* RE: weird speed problem
2003-11-23 8:52 weird speed problem Yaroslav Halchenko
@ 2003-11-24 16:52 ` Luck, Tony
2003-11-24 20:00 ` Luck, Tony
` (2 subsequent siblings)
3 siblings, 0 replies; 5+ messages in thread
From: Luck, Tony @ 2003-11-24 16:52 UTC (permalink / raw)
To: linux-ia64
> First I've compiled it under shipped red hat... it ran 12 sec, I was
> happy because it took the same amount of time for 64bit amd opteron...

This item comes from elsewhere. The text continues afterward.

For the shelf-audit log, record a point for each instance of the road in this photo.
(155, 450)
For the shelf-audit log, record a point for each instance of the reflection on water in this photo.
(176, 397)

> Then I played with how fast ia32 emulation is (took it about
> 2-3 minutes
> for the same but ia32 bit compiled program). But then at some point
> after I recompiled it back to ia64 it started running almost
> as slow as ia32
One _potential_ reason why it ran fast one time, and slow on other runs
is the lack of page colouring in Linux. If the working set of your test
program is some large percentage of the cache size, then you can hit this
on any architecture, not just ia64.
-Tony Luck
^ permalink raw reply [flat|nested] 5+ messages in thread* RE: weird speed problem
2003-11-23 8:52 weird speed problem Yaroslav Halchenko
2003-11-24 16:52 ` Luck, Tony
@ 2003-11-24 20:00 ` Luck, Tony
2003-11-24 21:21 ` David Mosberger
2003-11-24 21:44 ` Yaroslav Halchenko
3 siblings, 0 replies; 5+ messages in thread
From: Luck, Tony @ 2003-11-24 20:00 UTC (permalink / raw)
To: linux-ia64
> One _potential_ reason why it ran fast one time, and slow on
> other runs
> is the lack of page colouring in Linux. If the working set
> of your test
> program is some large percentage of the cache size, then you
> can hit this
> on any architecture, not just ia64.
Following up to myself (in response to private e-mail requesting
clarification).
You may be able to determine whether this is your problem
by using Stephane's "pfmon" tool to count cache misses at
various levels of the cache hierarchy, and comparing these
numbers from run to run. If you see wildly varying numbers,
and your system is idle apart from the test program, then
lack of cache colouring is probably the issue.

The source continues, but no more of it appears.